Все это может служить объяснением того парадокса, что в литературе описываются только «хорошие впечатления». Дело в том, что если пациента опросить не сразу после реанимации, то плохие впечатления изглаживаются из памяти, и остаются только хорошие. Дальнейшие наблюдения должны будут подтвердить это открытие, сделанное врачами в палатах интенсивной терапии, а самим врачам следует найти в себе мужество обратить внимание на исследование духовных феноменов, что они могут сделать, опросив пациентов сразу же после их реанимации. Результаты опросов можно будет сравнить с жемчужиной, которую считали безделушкой, найденной в груде мусора. Именно такие «жемчужины» избавили меня от мрака неведения и скептицизма и привели к убеждению, что там, за пределами смерти, есть жизнь, и жизнь эта — не всегда сплошная радость.
«На том свете отдохнем»?
Некоторое время спустя мы с хирургами обсуждали моего пациента.
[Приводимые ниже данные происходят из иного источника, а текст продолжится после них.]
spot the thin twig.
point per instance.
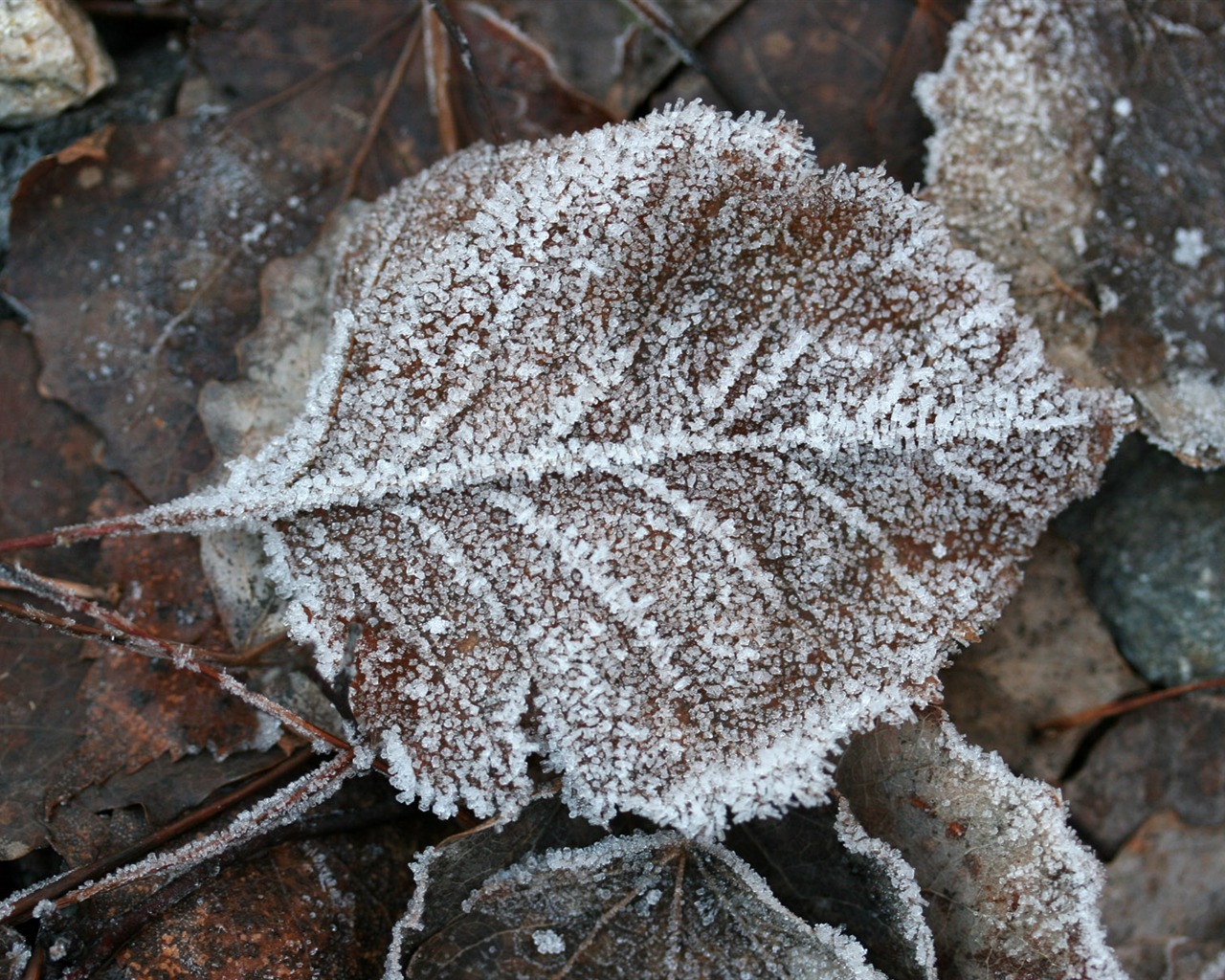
(1127, 704)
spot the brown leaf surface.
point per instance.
(625, 466)
(1080, 147)
(843, 69)
(320, 904)
(1011, 891)
(138, 252)
(47, 468)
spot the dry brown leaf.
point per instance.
(1011, 889)
(738, 449)
(1079, 145)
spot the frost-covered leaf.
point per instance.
(634, 906)
(1012, 891)
(822, 865)
(661, 455)
(1080, 145)
(447, 874)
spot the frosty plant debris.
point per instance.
(658, 454)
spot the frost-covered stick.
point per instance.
(127, 635)
(57, 887)
(275, 812)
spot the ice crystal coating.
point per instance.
(1013, 891)
(1079, 145)
(658, 454)
(657, 905)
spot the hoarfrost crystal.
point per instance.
(661, 455)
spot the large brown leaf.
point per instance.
(1080, 145)
(658, 454)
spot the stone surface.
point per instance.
(49, 60)
(1049, 656)
(1153, 559)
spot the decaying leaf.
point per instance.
(1079, 145)
(658, 454)
(823, 866)
(1012, 891)
(665, 906)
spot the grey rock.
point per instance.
(1153, 560)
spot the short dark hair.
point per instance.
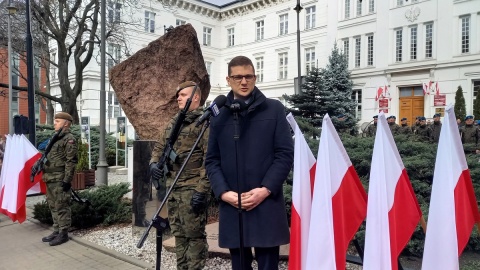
(240, 61)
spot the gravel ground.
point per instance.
(123, 239)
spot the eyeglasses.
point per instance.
(239, 78)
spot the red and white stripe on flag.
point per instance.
(20, 155)
(453, 206)
(393, 211)
(339, 203)
(303, 177)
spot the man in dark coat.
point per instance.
(250, 153)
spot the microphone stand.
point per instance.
(157, 221)
(236, 136)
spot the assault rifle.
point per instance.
(168, 152)
(38, 166)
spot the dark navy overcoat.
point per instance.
(261, 157)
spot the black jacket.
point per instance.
(265, 157)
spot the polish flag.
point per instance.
(19, 157)
(453, 206)
(339, 203)
(303, 177)
(393, 211)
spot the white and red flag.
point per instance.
(453, 206)
(19, 157)
(303, 177)
(339, 203)
(393, 211)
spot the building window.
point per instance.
(114, 54)
(413, 43)
(429, 40)
(347, 9)
(260, 28)
(398, 45)
(370, 50)
(310, 17)
(114, 12)
(346, 49)
(179, 22)
(282, 66)
(359, 7)
(231, 36)
(357, 96)
(149, 21)
(309, 59)
(208, 67)
(357, 51)
(465, 34)
(207, 36)
(283, 24)
(259, 68)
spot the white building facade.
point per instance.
(395, 44)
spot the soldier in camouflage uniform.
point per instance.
(394, 127)
(469, 132)
(187, 203)
(404, 128)
(436, 127)
(423, 131)
(58, 174)
(372, 128)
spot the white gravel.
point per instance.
(123, 239)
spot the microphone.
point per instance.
(214, 109)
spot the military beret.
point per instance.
(64, 115)
(185, 85)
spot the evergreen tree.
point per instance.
(459, 108)
(336, 93)
(476, 106)
(305, 105)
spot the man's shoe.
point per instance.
(50, 237)
(61, 238)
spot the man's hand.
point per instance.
(155, 172)
(230, 197)
(199, 202)
(66, 186)
(254, 197)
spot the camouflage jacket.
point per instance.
(194, 175)
(436, 131)
(405, 129)
(470, 134)
(61, 160)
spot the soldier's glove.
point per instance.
(199, 202)
(155, 172)
(66, 186)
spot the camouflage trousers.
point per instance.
(189, 230)
(59, 204)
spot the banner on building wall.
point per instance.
(440, 100)
(383, 105)
(121, 138)
(85, 136)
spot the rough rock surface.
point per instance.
(145, 83)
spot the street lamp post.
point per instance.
(12, 10)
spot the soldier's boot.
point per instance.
(140, 221)
(61, 238)
(50, 237)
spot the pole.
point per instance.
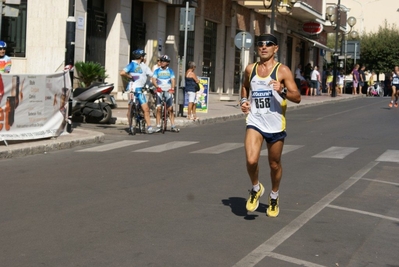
(333, 91)
(242, 62)
(185, 51)
(70, 54)
(272, 19)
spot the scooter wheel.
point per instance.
(107, 111)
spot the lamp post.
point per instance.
(331, 13)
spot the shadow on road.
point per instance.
(237, 205)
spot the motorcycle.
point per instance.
(94, 103)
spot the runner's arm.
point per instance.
(285, 77)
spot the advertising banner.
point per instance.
(201, 97)
(33, 106)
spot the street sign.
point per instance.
(351, 48)
(243, 40)
(190, 19)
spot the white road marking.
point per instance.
(219, 148)
(293, 260)
(262, 251)
(390, 156)
(166, 147)
(336, 152)
(365, 213)
(379, 181)
(286, 149)
(111, 146)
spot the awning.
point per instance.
(315, 43)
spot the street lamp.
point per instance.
(333, 11)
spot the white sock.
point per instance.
(256, 187)
(274, 195)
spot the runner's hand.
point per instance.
(276, 86)
(245, 107)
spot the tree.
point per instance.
(380, 51)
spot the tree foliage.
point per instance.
(379, 51)
(89, 72)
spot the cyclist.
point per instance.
(137, 72)
(5, 61)
(395, 87)
(164, 80)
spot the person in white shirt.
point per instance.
(298, 76)
(315, 81)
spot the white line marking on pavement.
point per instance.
(390, 156)
(259, 253)
(365, 213)
(379, 181)
(113, 146)
(293, 260)
(166, 147)
(220, 148)
(286, 149)
(335, 152)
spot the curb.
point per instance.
(78, 137)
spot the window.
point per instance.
(13, 30)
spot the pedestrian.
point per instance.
(137, 72)
(298, 76)
(164, 80)
(329, 80)
(308, 71)
(315, 81)
(156, 66)
(340, 82)
(362, 81)
(267, 86)
(395, 87)
(5, 61)
(192, 81)
(355, 78)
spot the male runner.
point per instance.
(267, 85)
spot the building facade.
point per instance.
(108, 30)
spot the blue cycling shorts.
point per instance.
(168, 96)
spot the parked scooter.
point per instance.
(94, 103)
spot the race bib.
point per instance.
(262, 102)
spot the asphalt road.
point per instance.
(178, 199)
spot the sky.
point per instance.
(370, 14)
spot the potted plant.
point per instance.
(89, 72)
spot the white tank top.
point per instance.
(268, 108)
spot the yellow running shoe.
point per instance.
(273, 210)
(253, 200)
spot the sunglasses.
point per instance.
(265, 43)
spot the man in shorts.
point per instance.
(395, 87)
(356, 79)
(164, 81)
(267, 86)
(137, 72)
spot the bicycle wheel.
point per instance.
(133, 118)
(164, 116)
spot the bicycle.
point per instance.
(136, 115)
(164, 113)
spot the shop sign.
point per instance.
(312, 27)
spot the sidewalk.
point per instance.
(218, 111)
«Не правда ли, интересно, — сказал один из докторов, — этот пациент говорил, что пока его реанимировали, он побывал в аду! Однако меня это мало волнует. Если ад и в самом деле существует, то все-таки мне нечего опасаться. Я честный человек и постоянно пекусь о своей семье. Другие доктора погуливали от своих жен, я же никогда этого не делал. К тому же я слежу за своими детьми и забочусь об их образовании. Так что я не вижу повода расстраиваться. Если есть Небеса, то местечко там для меня приготовлено».
Я был убежден в его неправоте, но тогда я не мог еще обосновать свои мысли ссылкой на Писание. Я был уверен, что за одно только хорошее поведение нельзя надеяться на то, чтобы попасть на Небеса.
В противоположность большинству опубликованных сообщений о жизни после смерти, не все посмертные ощущения радостны, — кроме Рая существует также и ад! Осознав реальность этого явления, я приступил к анализу материала, касающегося неприятных посмертных ощущений. Материал этот, по всей видимости, от других исследователей ускользал. Думаю, что происходило это по той причине, что такими исследователями зачастую являлись психиатры — то есть люди, лично не занимавшиеся реанимацией больных. У них отсутствовала возможность находиться рядом с больным в тот момент, когда он переживал это состояние. Неприятные впечатления испытывались пациентами у меня в кабинете во время реанимации по меньшей мере не реже, чем приятные. Права ли в таком случае Библия? Лично для меня этот вопрос однозначен, а каково Ваше мнение?